E ASSIM APRENDI QUE PODIA TREMER

E ASSIM APRENDI QUE PODIA TREMER

30/03/2021
E ASSIM APRENDI QUE PODIA TREMER
APRENDI QUE PODIA TREMER
Ainda estudante de medicina, aguardava o professor Milton Shansis ao lado da cama de uma jovem que chorava e se contorcia em dores. Sua mãe tentava consolá-la sem sucesso. Estávamos no Hospital Universitário de Santa Maria.
O Sol passava pelo vidro da janela. Era pálido o rosto da jovem paciente e seus cabelos castanhos não tinham brilho algum. Sua voz estava já rouca de tanto se queixar. As mãos da mãe descansavam sobre seus joelhos, uma em cima da outra. Não sabia mais o que fazer.
Eu também já tentara de tudo. Cheguei até, com a ajuda mãe, arrastar a cama um pouco para o lado para que o sol iluminasse aquele rosto pálido.
Meu professor chegou para a primeira consulta, apertou sua mão e disse: “O pior já passou”. “Como passou se eu estou aqui desesperada de dor?!”, ela reclamou aos prantos. “Passou sim” – afirmou ele. “Até agora você sofria sozinha com sua mãe. Agora você tem também a mim e aos colegas de outras especialidades que, se necessário, chamarei. Você tem contigo toda a medicina, com toda a sua história e com todos seus avanços”.
Ao final da consulta, fechamos a porta do quarto com vagar para não acordar aquela jovem que dormia a sono solto. Eu, que antes tentara de tudo para acalmá-la, fiquei impressionado com o sucesso do professor Milton. Ele, percebendo meu olhar de admiração, explicou: “Quando eu falei que ela não estava só, que se necessário chamaria outros colegas, eu estava aliviando os medos dela e os meus também. Ainda não sei como poderei ajudá-la. E ela, agora, faz parte da minha vida e dos meus medos”.
Não fazia muito, havia lido o que os irmãos Grimm escreveram sobre o herói que queria aprender a tremer. Ele se expunha a aventuras de arrepiar os cabelos e não conseguia tremer. Em uma dessas peripécias, desencantou o castelo de um rei que, agradecido, deu a ele a filha em casamento. No leito conjugal, e não nas perigosas aventuras, ele acabou aprendendo o que tanto desejava. O novo relacionamento solidificou-se e ele gritou: “Estou tremendo, finalmente estou tremendo!”. O herói aprendeu a ter medo quando fez um vínculo afetivo.

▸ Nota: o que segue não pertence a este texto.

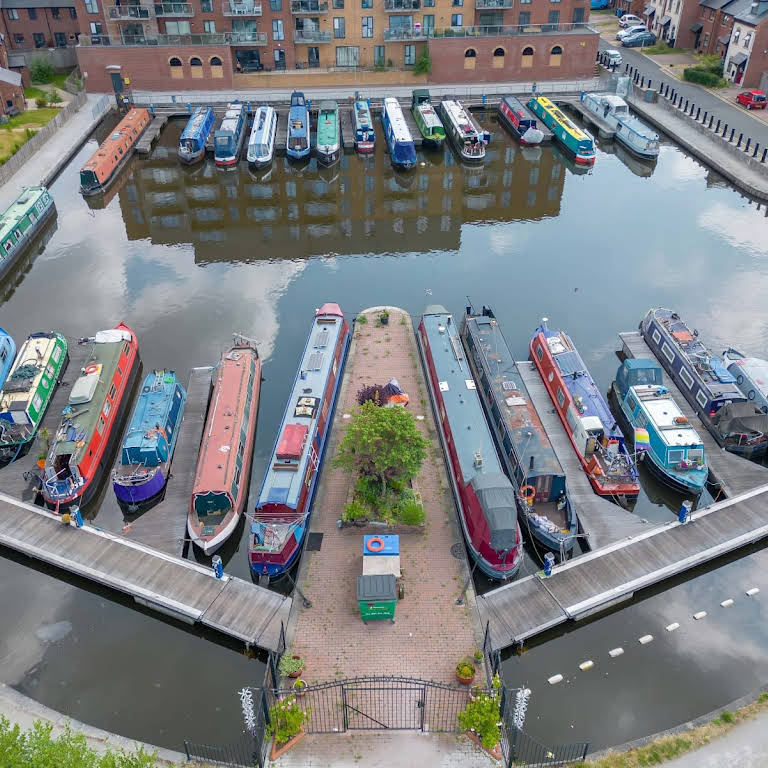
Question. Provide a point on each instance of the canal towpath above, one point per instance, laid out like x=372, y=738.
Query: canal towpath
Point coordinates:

Com o professor Milton, aprendi que os pacientes fariam parte de minha vida e que eu podia sentir em mim o medo deles e o meu próprio medo. Podia sim, pois haveria sempre a possibilidade de diminui-lo compartilhando. Não precisava ficar defensivamente distante do sofrimento das inúmeras pessoas que iria atender ao longo da profissão. Podia ficar próximo, bem próximo.
Por mais anos que eu tenha de profissão, o medo continua a aparecer. Vem a mim do meu paciente. Deixo que venha, posso senti-lo. Perdi o medo de tremer. Sempre que eu tremo, repito as mesmas palavras ditas pelo meu professor. E o tremor vai desaparecendo e sendo substituído pela sensação confortante de que não estou só na empreitada: meu professor está comigo.